Supongo que a los catalanes que viven fuera les preguntarán mucho por su opinión sobre El Tema. El procés. A mí como madrileño en Barcelona me pasa lo mismo a la inversa, así que ya tengo el discurso bastante ensayado. Antes de mudarme solo había estado en Cataluña con 7 u 8 años y ni siquiera en la capital. Sin embargo, mi opinión no ha cambiado nada desde que me siento uno más por aquí.
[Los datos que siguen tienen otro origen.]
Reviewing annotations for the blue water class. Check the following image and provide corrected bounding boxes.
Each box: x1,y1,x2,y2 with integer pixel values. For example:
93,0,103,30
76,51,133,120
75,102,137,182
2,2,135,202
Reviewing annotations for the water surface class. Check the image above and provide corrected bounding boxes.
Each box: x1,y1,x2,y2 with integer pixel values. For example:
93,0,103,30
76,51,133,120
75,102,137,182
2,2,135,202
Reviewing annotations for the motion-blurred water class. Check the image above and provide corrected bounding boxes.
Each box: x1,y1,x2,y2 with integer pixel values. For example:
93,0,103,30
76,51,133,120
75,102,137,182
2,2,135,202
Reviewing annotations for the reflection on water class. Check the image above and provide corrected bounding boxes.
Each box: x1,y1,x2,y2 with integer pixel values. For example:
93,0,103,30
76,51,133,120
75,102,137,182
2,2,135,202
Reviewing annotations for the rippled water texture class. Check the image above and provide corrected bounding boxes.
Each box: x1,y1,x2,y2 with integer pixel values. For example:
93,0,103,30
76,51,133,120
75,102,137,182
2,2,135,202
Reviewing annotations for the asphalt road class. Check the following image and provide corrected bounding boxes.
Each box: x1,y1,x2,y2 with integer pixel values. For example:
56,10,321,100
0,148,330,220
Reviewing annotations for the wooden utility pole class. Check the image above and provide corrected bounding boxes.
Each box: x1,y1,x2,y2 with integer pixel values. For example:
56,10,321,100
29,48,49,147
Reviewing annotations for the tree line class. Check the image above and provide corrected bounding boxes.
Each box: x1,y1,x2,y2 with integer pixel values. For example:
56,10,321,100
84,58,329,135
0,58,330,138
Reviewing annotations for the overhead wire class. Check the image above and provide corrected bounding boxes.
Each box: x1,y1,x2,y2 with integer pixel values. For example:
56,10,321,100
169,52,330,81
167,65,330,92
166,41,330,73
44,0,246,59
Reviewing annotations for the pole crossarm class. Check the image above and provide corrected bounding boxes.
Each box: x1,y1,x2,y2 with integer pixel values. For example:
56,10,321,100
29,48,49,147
Me parece un dato relevante teniendo en cuenta que llegué en el verano de 2012, justo cuando empezaba a hervir la olla, y que crecí en el sistema educativo público de Madrid, lo que a priori me haría sospechoso de no sé cuántas cosas.

Así que cuando me preguntan qué opino sobre la posibilidad de la independencia suelo contestar que es una idea que no me molesta y que estoy a favor de que se vote por vías legales y reconocidas por todas las partes. Me parece la mejor manera y la más limpia y eficaz de zanjar un debate que nos hace perder tiempo y recursos a todos. Como es natural, tengo mi propia preferencia y no es favorable a la ruptura; pero si los catalanes así lo decidieran por amplia mayoría no lloraría, no sufriría un trauma irreparable, no les odiaría y, por supuesto, no querría dejar de vivir en Barcelona.

Lo que añado siempre al discurso es que, al contrario que la idea como concepto abstracto, lo que sí me resultan muy molestos son muchos argumentos a favor de ella. No tanto por insultantes contra quienes sí somos indudablemente españoles (bien por sentimiento identitario, bien por razones administrativas, bien por descarte) sino por lo que tienen de falaces. Construir un proyecto en torno a mentiras, o incluso a una gran mentira, no suele querer decir nada bueno de la seguridad que uno tiene en lo que cree o lo que vende.